Ada Pedang Bersalju dan Embun Es di Gunung Cang (4)



Ada Pedang Bersalju dan Embun Es di Gunung Cang (4)

0Menara Zhaixing berada sekitar dua atau tiga li dari tenggara Istana Kerajaan. Pada jarak yang begitu jauh dan di bawah naungan angin dan salju yang berputar-putar, tidak ada yang memperhatikan gerakan yang ada di kejauhan ini. Mantel bulu putih dan mahal orang yang berada di Menara Zhaixing sedikit bergetar. Percikan api di laras senapan membuat suara keras, tetapi kecepatan suara jauh lebih lambat daripada gerakan peluru.     
0

Setidaknya pada saat ini, orang-orang di dinding istana dan di depan menara sudut masih melihat ke para prajurit sambil menunggu kematian para pembunuh di alun-alun salju di depan Istana. Pasukan elit militer Qing yang tersebar di segala arah tidak memiliki perasaan bahwa sabit dewa kematian telah melayang di udara dan mendekati Kaisar mereka dengan cara yang sama sekali tidak terbayangkan oleh siapa pun di dunia ini.     

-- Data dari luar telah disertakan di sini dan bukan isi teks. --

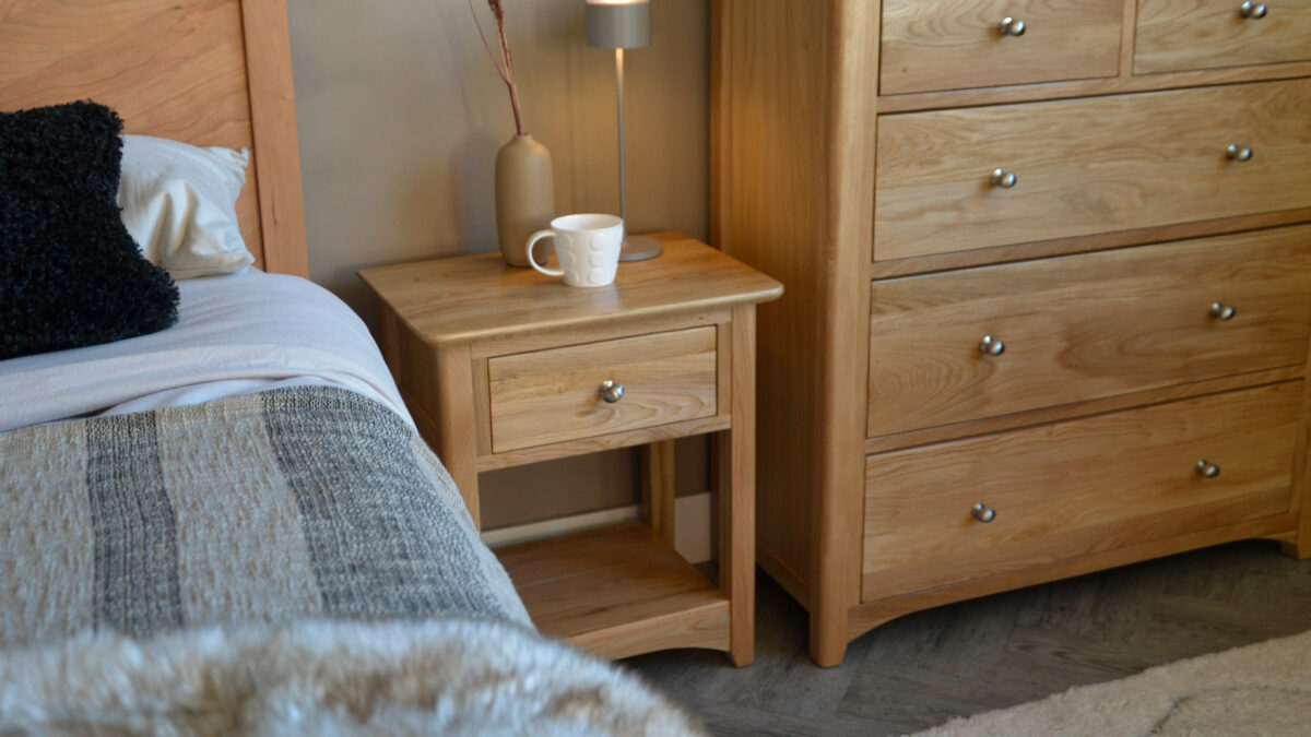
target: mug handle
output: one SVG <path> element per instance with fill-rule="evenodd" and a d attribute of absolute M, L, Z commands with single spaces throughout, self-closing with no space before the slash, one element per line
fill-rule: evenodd
<path fill-rule="evenodd" d="M 536 245 L 539 240 L 544 237 L 555 237 L 555 231 L 538 231 L 528 236 L 528 245 L 526 247 L 526 250 L 528 252 L 528 266 L 532 266 L 548 277 L 564 277 L 565 273 L 562 269 L 547 269 L 544 266 L 539 266 L 538 260 L 532 257 L 532 247 Z"/>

Dari Menara Zhaixing ke dinding istana, riakan udara yang mewakili kematian hanya bertahan selama sedetik, cukup bagi seseorang untuk berkedip beberapa kali. Saat ini, Kaisar, yang matanya telah menyipit terfokus pada pemandangan di bawah dinding istana, tidak memperhatikan kilatan cahaya yang berjarak dua hingga tiga li jauhnya.     

Dengan demikian, sangat sedikit waktu yang tersisa bagi Guru Agung ini untuk bereaksi. Tentu saja, dia mulai merasakan kemunculan aura fatal yang muncul tiba-tiba di dunia ini, yang bahkan tidak bisa dia lawan. Dia hanya punya waktu untuk mengedipkan matanya sebelum wajahnya tiba-tiba menjadi pucat. Cahaya di matanya menyala saat tubuhnya dengan cepat mundur seperti embusan asap.     

Kaisar telah terluka. Dia telah membakar banyak zhenqi-nya dalam pertarungan sebelumnya. Pada saat kritis seperti ini, dia mengeluarkan ledakan energi yang tidak bisa dimiliki manusia. Dalam sekejap, dia menghilang dari tempat dia berdiri dan melesat seperti roh halus ke menara sudut.     

Tiba-tiba, bunyi desingan teredam terdengar. Peluru senapan yang berputar dengan kecepatan tinggi itu menggores bahu Kaisar dan terbenam sedalam hampir 2 kaki di dinding istana yang kokoh. Batu bata dan kerikil di dinding tersebar seperti bunga yang sedang mekar.     

Selain Kaisar, yang mundur seperti gumpalan asap, tidak ada orang lain di tembok istana yang bereaksi. Tidak ada yang menyadari sesuatu telah terjadi. Pada saat itu, bunga ganas yang mekar dari batu bata masih bertebaran di udara. Tepi-tepi tajam pecahan batu tampak tenang ketika berada di udara dan dicampur dengan kepingan salju di sekitarnya saat mendarat.     

Apakah Kaisar telah menghindari tembakan ini? Tidak. Terlepas dari alasan apa yang dimiliki si pembunuh di Menara Zhaixing, dia berhenti sejenak sebelum menggerakkan jarinya. Dengan demikian, dia telah membuat seolah-olah tembakan yang fatalnya ini mengenai udara kosong. Segera setelah itu, tembakan kedua muncul dengan suara gemuruh.     

Suara tembakan pertama baru saja mencapai alun-alun di depan Istana Kerajaan ketika tembakan kedua tiba. Seperti menghancurkan tahu, peluru menembus pintu kayu dan melesat ke menara sudut yang sunyi.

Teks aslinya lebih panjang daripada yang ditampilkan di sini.